Mean field dynamics of graphs I: Evolution of probabilistic cellular automata for random and small-world graphs

TL;DR

This paper develops a mean field approach to analyze the dynamics of probabilistic cellular automata on random and small-world graphs, providing insights into phase transitions and complex behaviors in network models relevant to psychopathology.

Contribution

It extends mean field theory to non-regular graphs, enabling analysis of complex network dynamics and phase transitions in probabilistic cellular automata.

Findings

Mean field approximation accurately predicts dynamics across different graph sizes.

Bifurcation diagrams reveal phase transitions in network behavior.

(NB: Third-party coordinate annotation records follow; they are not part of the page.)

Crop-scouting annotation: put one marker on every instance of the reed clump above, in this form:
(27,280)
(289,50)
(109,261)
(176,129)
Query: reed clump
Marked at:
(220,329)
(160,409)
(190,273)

The approach offers explanations for sudden behavioral changes in depression models.

Abstract

It was recently shown how graphs can be used to provide descriptions of psychopathologies, where symptoms of, say, depression, affect each other and certain configurations determine whether someone could fall into a sudden depression. To analyse changes over time and characterise possible future behaviour is rather difficult for large graphs. We describe the dynamics of networks using one-dimensional discrete time dynamical systems theory obtained from a mean field approach to (elementary) probabilistic cellular automata (PCA). Often the mean field approach is used on a regular graph (a grid or torus) where each node has the same number of edges and the same probability of becoming active. We show that we can use variations of the mean field of the grid to describe the dynamics of the PCA on a random and small-world graph. Bifurcation diagrams for the mean field of the grid, random, and small-world graphs indicate possible phase transitions for certain parameter settings. Extensive simulations indicate for different graph sizes (number of nodes) that the mean field approximation is accurate. The mean field approach allows us to provide possible explanations of 'jumping' behaviour in depression.